DE829500C - Process for the production of organosiloxanes by hydrolyzing hydrolyzable silanes and condensing the hydrolyzation products - Google Patents

Description

Process for the production of organosiloxanes by hydrolyzing hydrolyzable silanes and condensing the hydrolyzed products The present invention is the Making compounds through hydrolysis and T) ehydration of O'rgano-silanes. The hydrolysis of vain silane of the type S 't4. where \ any hydrolyzable atom or a Atomic group. tvie z. 13. Halogen, alkoxy, water fabric, etc. represents, does not lead to a simple one ldydroxyverliindting, rather it arises brittle, insoluble and infusible gel a three-dimensional, network-like structure lieit with siloxane bonds as a result of the same early or successive water leakage from the intermediate hydroxy compound_ basic formula I. The formation of a Siioxan bond requires a close proximity of two hydroxyl groups. It is clear that in forming such a strong structure, many hydroxyl groups are isolated and block some of the possible branched bonds. As the reticular structure becomes more complicated, dehydration becomes increasingly difficult, and a partially dehydrated silica gel with poor structural stability is formed.
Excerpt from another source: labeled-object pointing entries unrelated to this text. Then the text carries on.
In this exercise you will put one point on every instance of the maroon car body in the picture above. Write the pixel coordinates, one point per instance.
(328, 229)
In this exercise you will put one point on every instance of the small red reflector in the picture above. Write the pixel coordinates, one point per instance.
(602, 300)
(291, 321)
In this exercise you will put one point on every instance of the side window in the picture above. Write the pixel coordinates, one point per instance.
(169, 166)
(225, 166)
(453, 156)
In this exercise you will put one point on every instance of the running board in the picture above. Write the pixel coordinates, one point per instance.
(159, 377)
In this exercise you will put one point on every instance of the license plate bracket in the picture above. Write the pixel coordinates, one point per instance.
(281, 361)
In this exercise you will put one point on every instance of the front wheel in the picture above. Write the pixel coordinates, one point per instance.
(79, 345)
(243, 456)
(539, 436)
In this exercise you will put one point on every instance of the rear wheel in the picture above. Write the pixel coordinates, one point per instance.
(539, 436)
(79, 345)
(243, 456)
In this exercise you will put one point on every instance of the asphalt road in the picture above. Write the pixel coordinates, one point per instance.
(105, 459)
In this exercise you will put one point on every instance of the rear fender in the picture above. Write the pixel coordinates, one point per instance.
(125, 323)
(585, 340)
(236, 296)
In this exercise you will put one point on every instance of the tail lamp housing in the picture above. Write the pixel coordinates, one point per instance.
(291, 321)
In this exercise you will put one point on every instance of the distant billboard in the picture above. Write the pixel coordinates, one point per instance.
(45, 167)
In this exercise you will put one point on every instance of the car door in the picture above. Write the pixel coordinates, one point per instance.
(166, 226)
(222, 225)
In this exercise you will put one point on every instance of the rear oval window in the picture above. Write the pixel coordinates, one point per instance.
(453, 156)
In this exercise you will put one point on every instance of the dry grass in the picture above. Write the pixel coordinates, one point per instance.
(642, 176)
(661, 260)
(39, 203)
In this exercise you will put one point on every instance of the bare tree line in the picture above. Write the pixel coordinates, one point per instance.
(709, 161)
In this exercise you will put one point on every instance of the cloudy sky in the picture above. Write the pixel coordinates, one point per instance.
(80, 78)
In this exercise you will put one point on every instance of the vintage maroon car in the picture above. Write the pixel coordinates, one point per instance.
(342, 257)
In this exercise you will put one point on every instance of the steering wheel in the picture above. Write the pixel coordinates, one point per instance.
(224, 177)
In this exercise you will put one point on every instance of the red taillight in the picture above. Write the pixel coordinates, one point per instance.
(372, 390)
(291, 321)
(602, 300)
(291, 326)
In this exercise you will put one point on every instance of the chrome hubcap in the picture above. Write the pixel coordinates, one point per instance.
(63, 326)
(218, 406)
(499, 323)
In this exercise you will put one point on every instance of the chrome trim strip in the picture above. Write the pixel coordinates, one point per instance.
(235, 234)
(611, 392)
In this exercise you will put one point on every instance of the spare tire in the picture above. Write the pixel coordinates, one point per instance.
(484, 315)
Organosubstituted silanes of the basic formula R Si Y3 are produced by means of the Grignard reaction; in the formula, R can be any organic radical that forms a Grignard reagent with magnesium. Such organosubstituted silanes are also hydrolyzed on treatment with water, even if the reaction is less violent than in the case of the unsubstituted silanes under the same conditions. At the same time, dehydration or condensation can also take place with the escape of water, so that a partially dehydrated product is formed which can be further dehydrated by heating. From the basic formula 1I it can be seen that in each structural element one of the four silicon valences is blocked by the organic radical R and only three siloxane bonds can be formed. Such compounds are still capable of three-dimensional polymerization.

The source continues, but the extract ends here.